Nature Study – Bluebirds

nature journals

A year ago, a great flock of a dozen bluebirds flew into our yard for the day, the Sunday just before the cold spell returned. We delighted in their flitting from tree to grass and back to tree, blueness flashing by.

I got out the Handbook of Nature Study and started reading a bit about the bluebirds to the kids. Then I read to them from chapter 5 of The Burgess Bird Book.

The next day, instead of starting with math as we usually do, I had the nature journals ready. After Morning Time, I announced boldly, “I am going to paint a bluebird so I can always remember yesterday.” I plunked myself down at the dining room table where we do school and proceeded to sketch my bluebird. I had taken the color image and the coloring image from this page, and had arranged them to make a single coloring page in a Word document. I used one of the bluebirds from there as my guide.

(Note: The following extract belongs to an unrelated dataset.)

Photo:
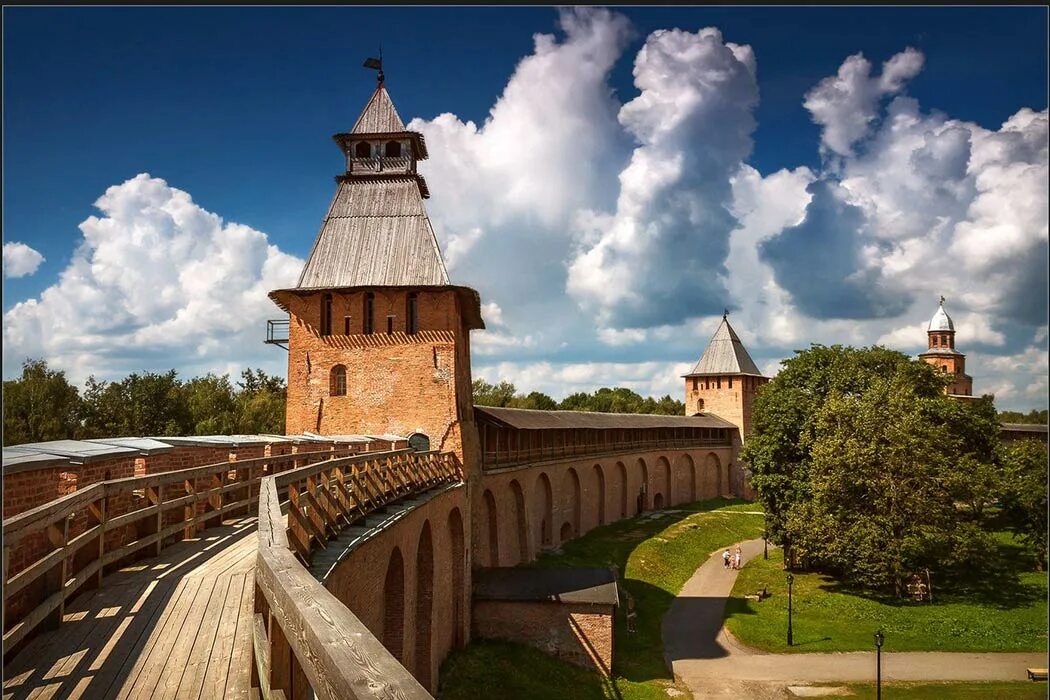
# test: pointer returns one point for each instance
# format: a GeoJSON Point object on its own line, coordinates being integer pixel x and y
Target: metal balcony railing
{"type": "Point", "coordinates": [276, 332]}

The kids sat with me and started coloring their coloring pages. The criteria was to color them identically to the model. It was interesting how Bear (7) took this to heart and tried out a bunch of coloring pencils to get the hues to match exactly. I showed her how you can layer colors as you color. She liked that.

Then J-jo (5) declared he was done and I asked him if he wanted to draw and paint a bird in his sketchbook. Of course he did not. So we compromised and he cut out the birds from the coloring page and glued them into the sketchbook. I cringed a bit at wasting a perfectly great page of watercolor paper! (We use these beautiful, sturdy books.) Bear meanwhile did decide to paint a bird and wrote quite a long entry about the bluebird. It helped that she saw me write more than usual.

We started our journals exactly two years ago and they are barely filled. My goal is to make sure we do some sort of keeping in them weekly, even if the weather does not cooperate. I have been inspired by these daily nature study plans and am trying to bring nature inside more often as a compromise. It’s not my ideal, but it is better than not doing nature study.

What does nature study in your home look like?